Но вот чего я действительно хотел бы — это увидеть, как работа превратится в игру. Первый шаг в этом направлении — отбросить понятия «профессии» и «рода занятий». Даже деятельность, не лишенная игрового содержания, напрочь теряет его, когда превращается в профессию, — то, что определенные люди, и только они, обязаны делать в ущерб всему остальному. Не странно ли — современные крестьяне в поте лица по принуждению трудятся на полях, а современные помещики, защищенные кондиционерами, каждые выходные добровольно едут на дачу и копаются в огороде? Установив непрерывные выходные как образ жизни, мы получим такой золотой век дилетантизма, какой и не снился эпохе Возрождения.

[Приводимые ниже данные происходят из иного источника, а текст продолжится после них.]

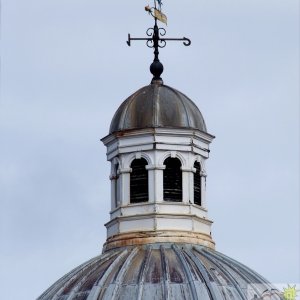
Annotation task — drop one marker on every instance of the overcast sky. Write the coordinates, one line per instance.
(65, 69)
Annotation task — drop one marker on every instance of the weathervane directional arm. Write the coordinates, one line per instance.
(156, 39)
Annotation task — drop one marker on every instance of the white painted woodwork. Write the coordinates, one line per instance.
(155, 146)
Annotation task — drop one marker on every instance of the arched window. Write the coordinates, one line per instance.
(197, 184)
(116, 187)
(172, 180)
(138, 181)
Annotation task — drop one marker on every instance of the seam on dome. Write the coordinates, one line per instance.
(179, 96)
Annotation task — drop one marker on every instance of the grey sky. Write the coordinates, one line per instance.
(65, 68)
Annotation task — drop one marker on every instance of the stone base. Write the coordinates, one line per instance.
(150, 237)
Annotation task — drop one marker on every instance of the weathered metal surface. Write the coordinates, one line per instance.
(160, 271)
(138, 238)
(172, 180)
(157, 105)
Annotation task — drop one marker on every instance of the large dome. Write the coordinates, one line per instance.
(157, 105)
(161, 271)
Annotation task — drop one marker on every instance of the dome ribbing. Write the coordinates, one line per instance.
(157, 105)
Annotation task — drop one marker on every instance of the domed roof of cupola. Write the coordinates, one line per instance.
(162, 271)
(157, 105)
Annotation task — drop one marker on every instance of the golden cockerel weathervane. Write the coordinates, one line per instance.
(156, 38)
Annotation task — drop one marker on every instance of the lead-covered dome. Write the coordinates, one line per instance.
(159, 272)
(157, 105)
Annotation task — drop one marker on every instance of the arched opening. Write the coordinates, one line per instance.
(197, 184)
(139, 181)
(116, 186)
(172, 180)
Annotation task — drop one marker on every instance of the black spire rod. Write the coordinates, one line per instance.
(157, 40)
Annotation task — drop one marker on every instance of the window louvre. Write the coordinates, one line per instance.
(172, 180)
(139, 181)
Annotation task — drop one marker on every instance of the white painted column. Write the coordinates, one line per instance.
(151, 182)
(124, 186)
(191, 185)
(203, 188)
(113, 196)
(159, 183)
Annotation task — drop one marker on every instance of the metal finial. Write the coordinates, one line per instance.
(157, 40)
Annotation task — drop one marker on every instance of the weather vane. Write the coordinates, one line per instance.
(156, 38)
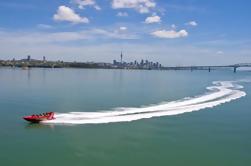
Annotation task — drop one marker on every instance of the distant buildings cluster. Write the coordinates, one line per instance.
(43, 63)
(143, 64)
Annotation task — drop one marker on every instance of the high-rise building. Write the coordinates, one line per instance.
(121, 57)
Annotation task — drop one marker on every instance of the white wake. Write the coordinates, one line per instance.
(221, 92)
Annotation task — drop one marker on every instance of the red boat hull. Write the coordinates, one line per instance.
(39, 118)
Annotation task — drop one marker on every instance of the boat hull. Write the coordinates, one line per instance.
(39, 118)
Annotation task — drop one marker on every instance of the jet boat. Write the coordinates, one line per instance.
(40, 117)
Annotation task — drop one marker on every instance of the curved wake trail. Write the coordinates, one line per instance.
(221, 92)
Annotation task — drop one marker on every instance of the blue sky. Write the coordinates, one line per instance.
(174, 32)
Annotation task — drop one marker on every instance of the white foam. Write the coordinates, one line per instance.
(221, 92)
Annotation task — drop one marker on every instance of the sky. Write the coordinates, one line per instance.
(172, 32)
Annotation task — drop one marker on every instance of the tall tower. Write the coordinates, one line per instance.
(121, 57)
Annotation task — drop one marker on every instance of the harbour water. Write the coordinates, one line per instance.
(125, 117)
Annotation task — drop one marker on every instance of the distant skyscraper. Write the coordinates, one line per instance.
(121, 57)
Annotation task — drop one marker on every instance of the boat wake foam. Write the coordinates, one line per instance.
(221, 92)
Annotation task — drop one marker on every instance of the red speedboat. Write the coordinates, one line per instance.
(40, 117)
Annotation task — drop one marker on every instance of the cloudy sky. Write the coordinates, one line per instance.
(174, 32)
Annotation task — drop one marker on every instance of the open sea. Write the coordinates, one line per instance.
(125, 117)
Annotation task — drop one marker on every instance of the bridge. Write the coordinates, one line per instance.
(209, 68)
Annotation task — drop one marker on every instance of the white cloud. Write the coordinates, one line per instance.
(83, 3)
(142, 6)
(44, 26)
(219, 52)
(122, 14)
(173, 26)
(65, 13)
(152, 19)
(122, 28)
(170, 34)
(192, 23)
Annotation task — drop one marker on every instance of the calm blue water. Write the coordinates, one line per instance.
(212, 136)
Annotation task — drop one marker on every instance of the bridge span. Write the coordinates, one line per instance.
(210, 67)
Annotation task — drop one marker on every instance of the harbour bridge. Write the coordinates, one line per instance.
(209, 68)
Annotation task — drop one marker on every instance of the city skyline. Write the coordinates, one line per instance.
(171, 32)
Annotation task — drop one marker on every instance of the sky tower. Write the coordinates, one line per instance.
(121, 57)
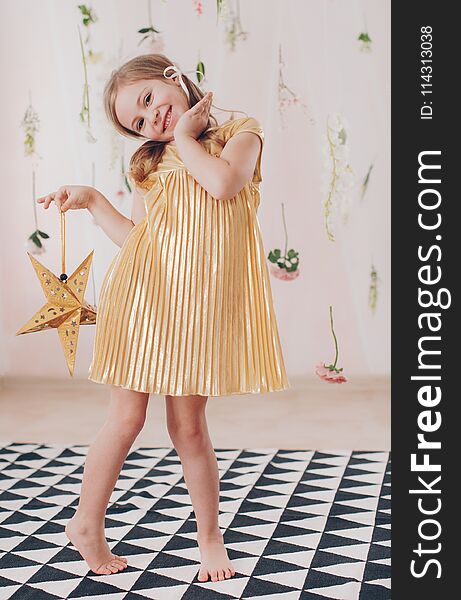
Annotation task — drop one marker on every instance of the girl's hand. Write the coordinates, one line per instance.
(194, 120)
(69, 197)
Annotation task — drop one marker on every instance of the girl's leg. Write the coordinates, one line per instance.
(103, 464)
(189, 433)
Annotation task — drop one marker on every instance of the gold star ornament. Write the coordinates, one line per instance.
(65, 308)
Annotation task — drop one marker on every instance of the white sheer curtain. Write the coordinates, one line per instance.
(323, 64)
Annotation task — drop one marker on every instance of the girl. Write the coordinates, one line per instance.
(185, 308)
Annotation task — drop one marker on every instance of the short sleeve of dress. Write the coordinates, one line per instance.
(248, 124)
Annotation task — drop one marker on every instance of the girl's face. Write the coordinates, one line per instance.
(146, 106)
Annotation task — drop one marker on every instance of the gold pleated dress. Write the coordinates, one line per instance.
(186, 307)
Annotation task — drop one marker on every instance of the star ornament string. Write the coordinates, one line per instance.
(65, 308)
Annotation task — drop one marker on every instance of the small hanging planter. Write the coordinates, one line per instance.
(284, 267)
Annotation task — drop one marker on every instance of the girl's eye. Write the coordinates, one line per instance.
(141, 121)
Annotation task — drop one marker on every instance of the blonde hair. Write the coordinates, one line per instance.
(149, 66)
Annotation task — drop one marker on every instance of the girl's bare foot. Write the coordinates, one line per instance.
(94, 549)
(214, 559)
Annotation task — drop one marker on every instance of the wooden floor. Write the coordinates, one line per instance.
(311, 415)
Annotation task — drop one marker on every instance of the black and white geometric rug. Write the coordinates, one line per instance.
(297, 525)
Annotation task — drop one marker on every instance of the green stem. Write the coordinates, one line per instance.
(332, 184)
(86, 95)
(33, 200)
(149, 12)
(336, 341)
(285, 227)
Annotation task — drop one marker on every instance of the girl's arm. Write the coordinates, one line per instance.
(224, 176)
(114, 224)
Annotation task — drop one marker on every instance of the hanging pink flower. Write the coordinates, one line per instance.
(331, 373)
(283, 274)
(198, 7)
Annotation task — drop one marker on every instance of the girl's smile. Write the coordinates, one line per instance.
(151, 108)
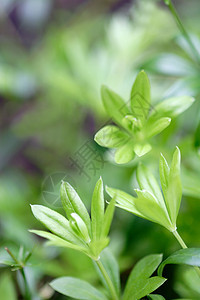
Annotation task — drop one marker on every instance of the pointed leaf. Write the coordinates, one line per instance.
(155, 297)
(164, 173)
(73, 204)
(56, 241)
(124, 200)
(55, 222)
(97, 210)
(114, 105)
(112, 268)
(125, 153)
(142, 149)
(173, 107)
(76, 288)
(154, 127)
(111, 137)
(108, 216)
(189, 256)
(138, 284)
(148, 206)
(140, 97)
(174, 189)
(82, 228)
(147, 182)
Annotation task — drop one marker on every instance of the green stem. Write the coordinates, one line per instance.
(108, 280)
(183, 245)
(27, 292)
(182, 29)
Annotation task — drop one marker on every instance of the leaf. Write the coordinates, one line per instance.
(164, 173)
(108, 216)
(124, 200)
(125, 153)
(139, 284)
(173, 107)
(56, 241)
(142, 149)
(76, 288)
(155, 297)
(173, 193)
(73, 204)
(112, 268)
(55, 222)
(140, 97)
(111, 137)
(97, 210)
(148, 182)
(148, 206)
(154, 127)
(114, 105)
(189, 256)
(82, 228)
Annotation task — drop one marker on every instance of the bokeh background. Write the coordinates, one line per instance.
(54, 57)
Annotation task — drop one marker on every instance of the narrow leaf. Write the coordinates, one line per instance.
(142, 149)
(112, 268)
(76, 288)
(174, 189)
(56, 241)
(155, 297)
(97, 210)
(147, 182)
(73, 204)
(140, 97)
(173, 107)
(114, 105)
(55, 222)
(189, 256)
(111, 137)
(125, 153)
(108, 216)
(148, 206)
(124, 200)
(154, 127)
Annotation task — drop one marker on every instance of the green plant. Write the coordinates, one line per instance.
(137, 121)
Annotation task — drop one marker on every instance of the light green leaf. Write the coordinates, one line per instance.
(142, 149)
(97, 210)
(82, 228)
(77, 289)
(147, 182)
(56, 241)
(114, 105)
(73, 204)
(125, 153)
(189, 256)
(56, 223)
(174, 190)
(140, 97)
(111, 137)
(164, 173)
(155, 297)
(173, 107)
(148, 206)
(154, 127)
(108, 216)
(139, 284)
(124, 200)
(112, 268)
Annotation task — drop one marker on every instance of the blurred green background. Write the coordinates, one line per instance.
(54, 57)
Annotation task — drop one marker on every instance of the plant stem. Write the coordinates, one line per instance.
(183, 245)
(108, 280)
(182, 29)
(27, 292)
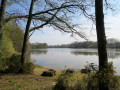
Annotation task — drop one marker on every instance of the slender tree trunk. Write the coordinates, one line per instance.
(26, 35)
(101, 38)
(2, 14)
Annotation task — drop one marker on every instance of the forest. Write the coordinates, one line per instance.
(19, 19)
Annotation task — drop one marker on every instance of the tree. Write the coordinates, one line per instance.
(2, 15)
(101, 38)
(26, 36)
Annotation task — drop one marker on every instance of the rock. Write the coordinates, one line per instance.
(49, 73)
(72, 71)
(85, 71)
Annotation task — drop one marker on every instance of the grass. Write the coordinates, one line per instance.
(28, 82)
(32, 82)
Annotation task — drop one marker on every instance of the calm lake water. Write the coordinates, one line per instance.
(63, 58)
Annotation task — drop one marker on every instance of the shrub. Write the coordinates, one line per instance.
(106, 76)
(28, 68)
(90, 80)
(14, 63)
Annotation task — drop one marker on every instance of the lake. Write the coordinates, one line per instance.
(63, 58)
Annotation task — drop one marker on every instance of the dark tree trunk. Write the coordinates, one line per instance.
(26, 37)
(2, 14)
(101, 38)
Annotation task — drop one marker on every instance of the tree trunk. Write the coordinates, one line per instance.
(2, 14)
(101, 38)
(26, 35)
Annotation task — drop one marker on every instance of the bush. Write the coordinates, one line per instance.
(28, 68)
(90, 80)
(106, 76)
(13, 65)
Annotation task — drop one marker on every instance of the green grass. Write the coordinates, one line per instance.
(28, 82)
(33, 82)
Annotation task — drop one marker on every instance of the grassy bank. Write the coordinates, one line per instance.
(28, 82)
(33, 82)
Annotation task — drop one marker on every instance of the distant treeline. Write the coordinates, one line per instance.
(111, 43)
(39, 45)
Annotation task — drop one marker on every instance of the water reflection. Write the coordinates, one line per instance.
(111, 54)
(39, 51)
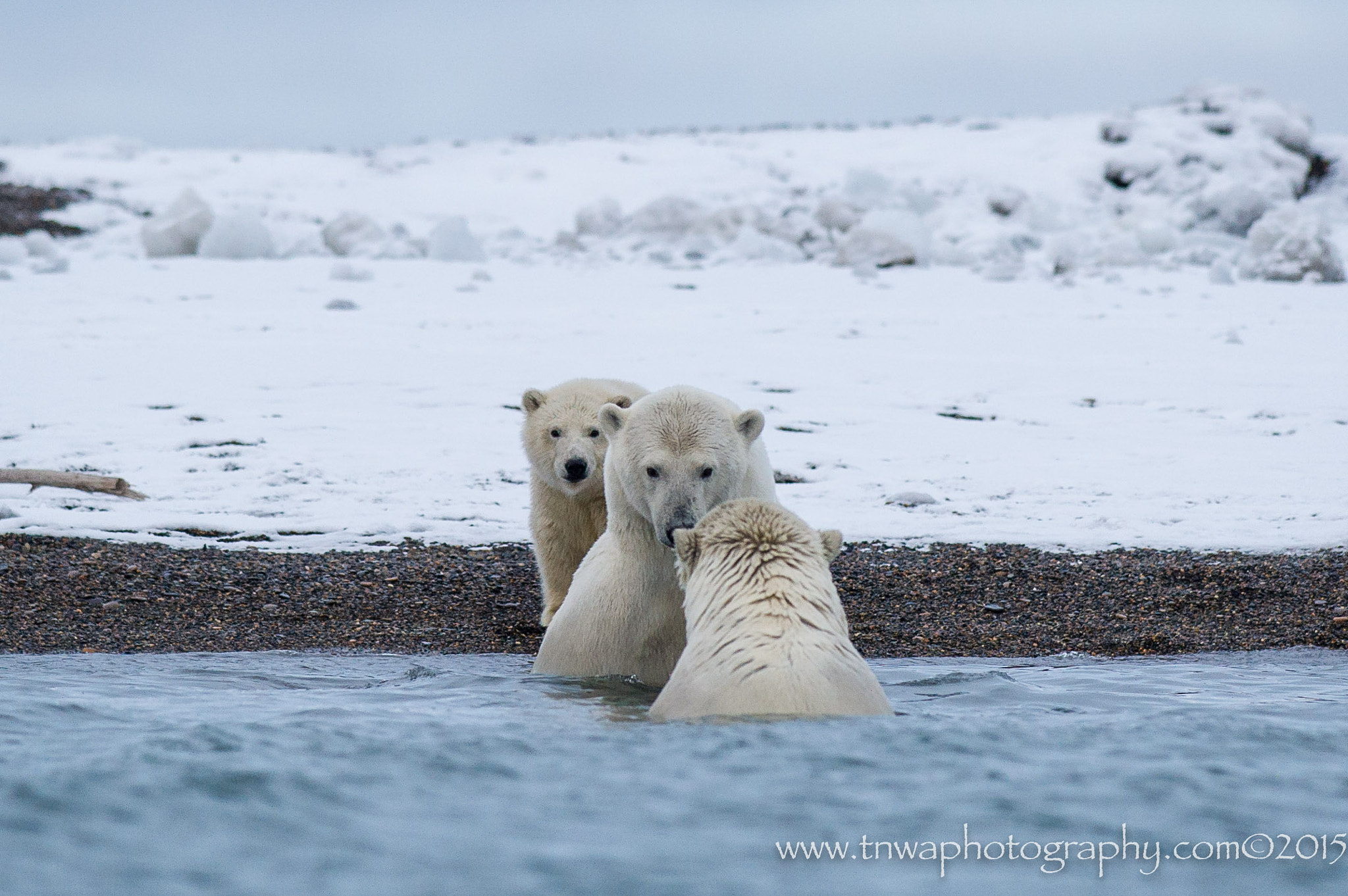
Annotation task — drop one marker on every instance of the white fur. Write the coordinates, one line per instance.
(623, 614)
(565, 518)
(766, 631)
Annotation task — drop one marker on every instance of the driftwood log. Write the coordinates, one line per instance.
(82, 482)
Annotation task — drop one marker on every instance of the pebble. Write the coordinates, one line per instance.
(910, 499)
(900, 601)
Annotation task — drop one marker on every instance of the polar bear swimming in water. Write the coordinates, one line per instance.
(766, 630)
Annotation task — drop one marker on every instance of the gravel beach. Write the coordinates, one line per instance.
(949, 600)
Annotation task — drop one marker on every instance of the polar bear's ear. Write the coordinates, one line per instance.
(832, 542)
(532, 401)
(687, 549)
(750, 425)
(611, 418)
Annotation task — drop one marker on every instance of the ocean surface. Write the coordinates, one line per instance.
(334, 774)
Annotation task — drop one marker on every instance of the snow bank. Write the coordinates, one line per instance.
(239, 235)
(1187, 182)
(178, 231)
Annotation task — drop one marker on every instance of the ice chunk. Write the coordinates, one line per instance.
(670, 217)
(1004, 262)
(51, 264)
(41, 244)
(13, 251)
(178, 231)
(867, 189)
(1006, 201)
(836, 214)
(604, 218)
(910, 499)
(452, 241)
(347, 271)
(886, 239)
(1290, 243)
(1156, 239)
(1233, 209)
(239, 235)
(353, 234)
(760, 247)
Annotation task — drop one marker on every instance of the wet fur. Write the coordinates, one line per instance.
(766, 630)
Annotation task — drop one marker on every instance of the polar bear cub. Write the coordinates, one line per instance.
(671, 457)
(565, 449)
(766, 631)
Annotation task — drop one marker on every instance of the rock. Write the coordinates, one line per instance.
(353, 234)
(910, 499)
(604, 218)
(178, 231)
(452, 241)
(240, 236)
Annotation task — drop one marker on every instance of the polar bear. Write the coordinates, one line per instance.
(671, 457)
(766, 631)
(565, 452)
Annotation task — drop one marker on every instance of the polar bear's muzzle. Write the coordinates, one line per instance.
(680, 519)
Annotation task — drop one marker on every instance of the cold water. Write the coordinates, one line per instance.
(383, 774)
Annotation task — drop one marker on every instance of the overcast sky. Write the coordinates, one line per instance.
(355, 74)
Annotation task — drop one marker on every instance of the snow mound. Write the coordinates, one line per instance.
(1184, 182)
(239, 235)
(178, 231)
(353, 234)
(1290, 244)
(13, 251)
(452, 241)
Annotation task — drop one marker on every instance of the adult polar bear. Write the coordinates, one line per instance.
(671, 457)
(766, 630)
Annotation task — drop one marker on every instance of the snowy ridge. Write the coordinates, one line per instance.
(1180, 184)
(970, 312)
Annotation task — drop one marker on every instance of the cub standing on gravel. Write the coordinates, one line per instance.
(565, 449)
(671, 457)
(766, 631)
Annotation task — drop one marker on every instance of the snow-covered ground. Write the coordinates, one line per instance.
(1126, 389)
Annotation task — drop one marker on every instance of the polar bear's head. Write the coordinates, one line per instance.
(563, 438)
(743, 537)
(679, 453)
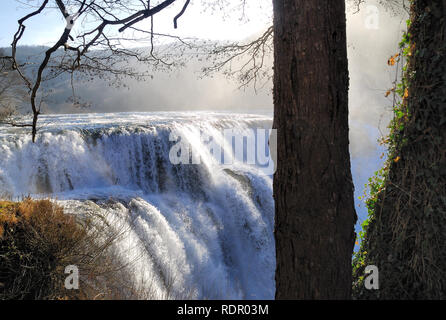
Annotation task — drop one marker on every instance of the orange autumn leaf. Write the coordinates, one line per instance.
(406, 93)
(392, 60)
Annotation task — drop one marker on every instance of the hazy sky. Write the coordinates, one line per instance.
(200, 21)
(373, 36)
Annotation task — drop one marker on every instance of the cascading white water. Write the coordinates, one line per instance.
(199, 230)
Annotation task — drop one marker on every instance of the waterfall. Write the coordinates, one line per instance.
(201, 230)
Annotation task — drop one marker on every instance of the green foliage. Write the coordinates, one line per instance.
(405, 232)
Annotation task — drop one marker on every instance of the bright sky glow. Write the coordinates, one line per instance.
(197, 22)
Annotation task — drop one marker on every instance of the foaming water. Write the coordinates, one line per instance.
(198, 230)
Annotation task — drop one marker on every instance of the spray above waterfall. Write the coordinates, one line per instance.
(202, 230)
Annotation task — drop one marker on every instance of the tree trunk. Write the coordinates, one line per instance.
(406, 237)
(313, 189)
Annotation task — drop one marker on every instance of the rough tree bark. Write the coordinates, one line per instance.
(406, 236)
(313, 189)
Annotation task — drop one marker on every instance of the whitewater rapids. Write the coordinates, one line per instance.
(200, 231)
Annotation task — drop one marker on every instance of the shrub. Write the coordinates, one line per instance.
(38, 240)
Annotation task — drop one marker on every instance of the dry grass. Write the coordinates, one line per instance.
(38, 240)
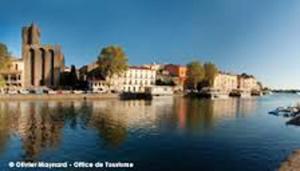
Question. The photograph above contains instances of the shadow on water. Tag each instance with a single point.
(40, 125)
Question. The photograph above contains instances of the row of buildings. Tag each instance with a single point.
(42, 65)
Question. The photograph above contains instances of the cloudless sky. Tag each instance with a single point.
(260, 37)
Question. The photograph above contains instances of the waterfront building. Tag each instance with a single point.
(225, 82)
(14, 74)
(86, 69)
(178, 73)
(247, 83)
(136, 79)
(43, 64)
(160, 90)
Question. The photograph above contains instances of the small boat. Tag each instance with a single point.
(286, 112)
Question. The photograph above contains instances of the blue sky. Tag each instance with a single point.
(261, 37)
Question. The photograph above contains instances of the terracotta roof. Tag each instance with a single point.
(139, 67)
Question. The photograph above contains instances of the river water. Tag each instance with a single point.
(164, 134)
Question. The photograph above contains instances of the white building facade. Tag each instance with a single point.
(137, 79)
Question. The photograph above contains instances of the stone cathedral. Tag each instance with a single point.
(43, 64)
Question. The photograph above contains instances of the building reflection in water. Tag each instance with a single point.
(41, 124)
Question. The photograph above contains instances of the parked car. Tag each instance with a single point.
(52, 92)
(23, 91)
(12, 92)
(66, 92)
(99, 90)
(78, 92)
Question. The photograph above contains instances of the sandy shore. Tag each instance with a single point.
(59, 96)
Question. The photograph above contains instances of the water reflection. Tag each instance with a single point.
(40, 125)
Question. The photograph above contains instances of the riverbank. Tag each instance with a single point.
(67, 97)
(59, 97)
(292, 162)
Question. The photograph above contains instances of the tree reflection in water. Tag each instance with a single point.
(41, 124)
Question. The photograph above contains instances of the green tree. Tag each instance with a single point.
(195, 73)
(211, 71)
(69, 79)
(5, 61)
(73, 76)
(4, 57)
(112, 61)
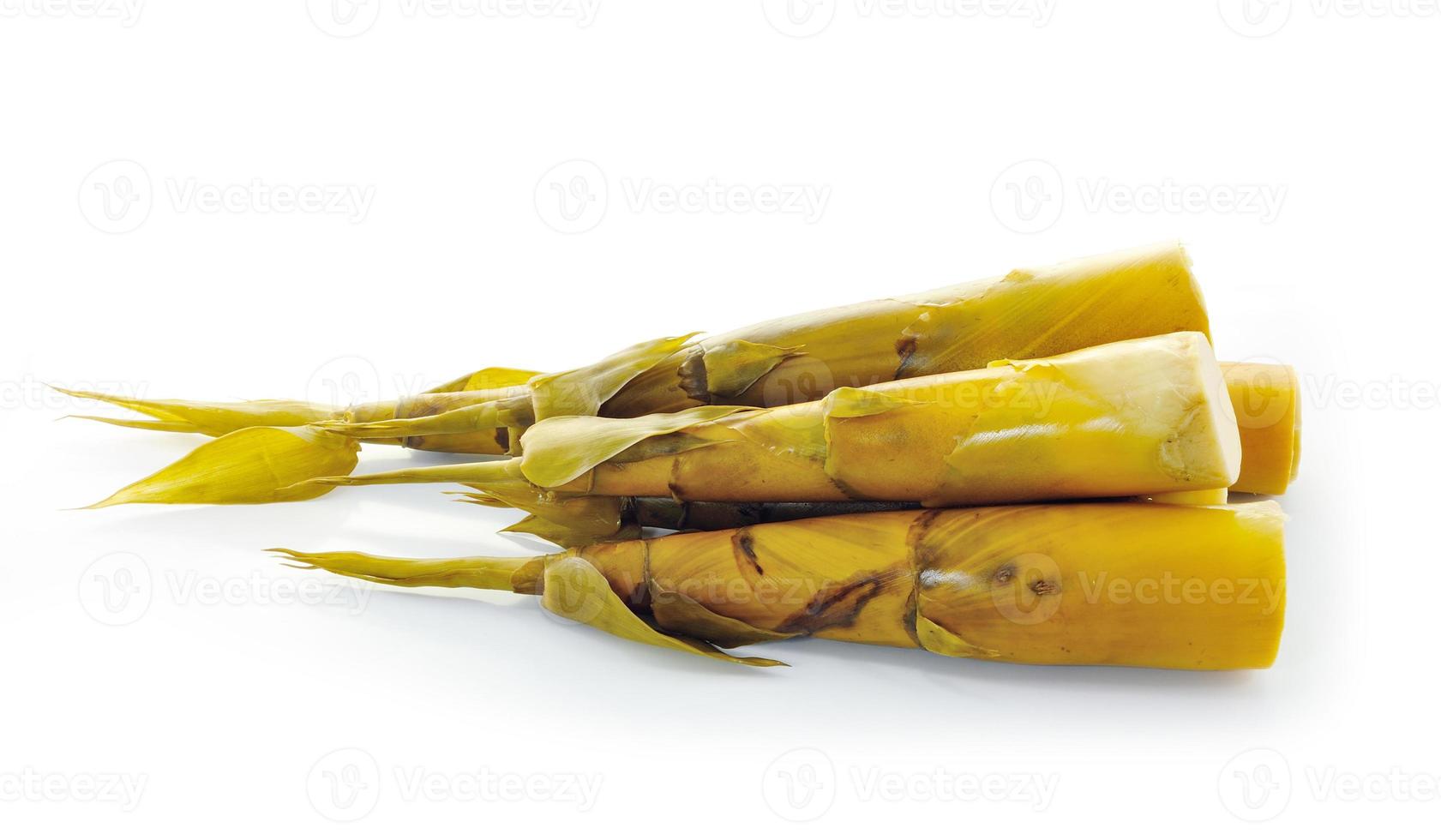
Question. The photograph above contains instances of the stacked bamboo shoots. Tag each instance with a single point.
(970, 471)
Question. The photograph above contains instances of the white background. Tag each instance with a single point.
(1292, 146)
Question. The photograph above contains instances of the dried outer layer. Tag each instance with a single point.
(1028, 313)
(1125, 584)
(1140, 417)
(1267, 402)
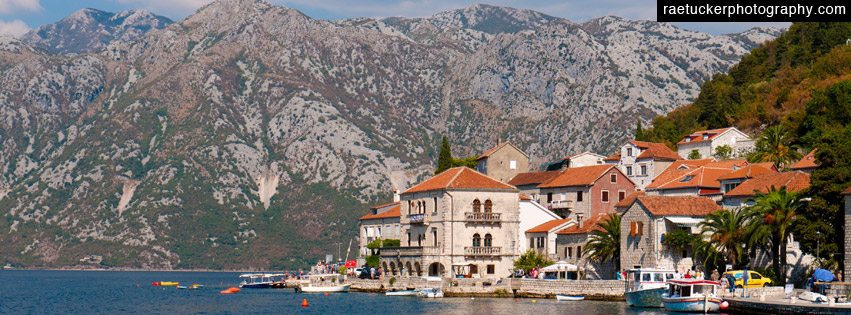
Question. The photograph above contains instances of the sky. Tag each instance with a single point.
(19, 16)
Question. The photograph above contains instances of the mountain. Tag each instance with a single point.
(89, 30)
(253, 136)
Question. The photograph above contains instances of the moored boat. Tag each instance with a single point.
(644, 287)
(691, 295)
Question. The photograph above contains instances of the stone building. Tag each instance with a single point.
(503, 162)
(459, 222)
(705, 142)
(586, 191)
(649, 218)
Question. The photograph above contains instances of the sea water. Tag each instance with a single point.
(131, 292)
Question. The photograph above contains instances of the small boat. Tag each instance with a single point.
(692, 295)
(402, 293)
(561, 297)
(644, 287)
(431, 293)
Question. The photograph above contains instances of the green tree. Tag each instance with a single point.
(531, 260)
(444, 157)
(604, 242)
(694, 155)
(726, 233)
(776, 212)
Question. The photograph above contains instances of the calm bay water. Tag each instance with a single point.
(115, 292)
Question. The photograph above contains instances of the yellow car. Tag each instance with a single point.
(755, 279)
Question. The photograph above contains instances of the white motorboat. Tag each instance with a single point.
(644, 287)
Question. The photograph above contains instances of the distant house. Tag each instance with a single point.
(649, 218)
(542, 238)
(643, 161)
(532, 214)
(807, 164)
(586, 191)
(503, 162)
(705, 142)
(528, 183)
(738, 197)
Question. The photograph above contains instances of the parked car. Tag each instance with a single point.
(755, 279)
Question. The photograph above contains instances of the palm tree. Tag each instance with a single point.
(726, 232)
(604, 242)
(776, 212)
(774, 146)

Профессий больше не будет — только вещи, которые надо сделать, и люди, которые хотят их делать.
Как показал Шарль Фурье, ключ к превращению работы в игру — это перераспределение необходимых видов деятельности так, чтобы максимально использовать то, что разные люди в разное время на самом деле хотят делать. Многие получат возможность заняться тем, что им нравится, — стоит просто устранить те иррациональные искажения, которые введены в соответствующие виды деятельности из-за того, что их превратили в работу. Я, например, с удовольствием некоторое (не очень большое) время занимался бы преподаванием — но мне не нужны студенты, которых заставляют учиться, и я не хочу угождать жалким педантам в погоне за постоянным местом.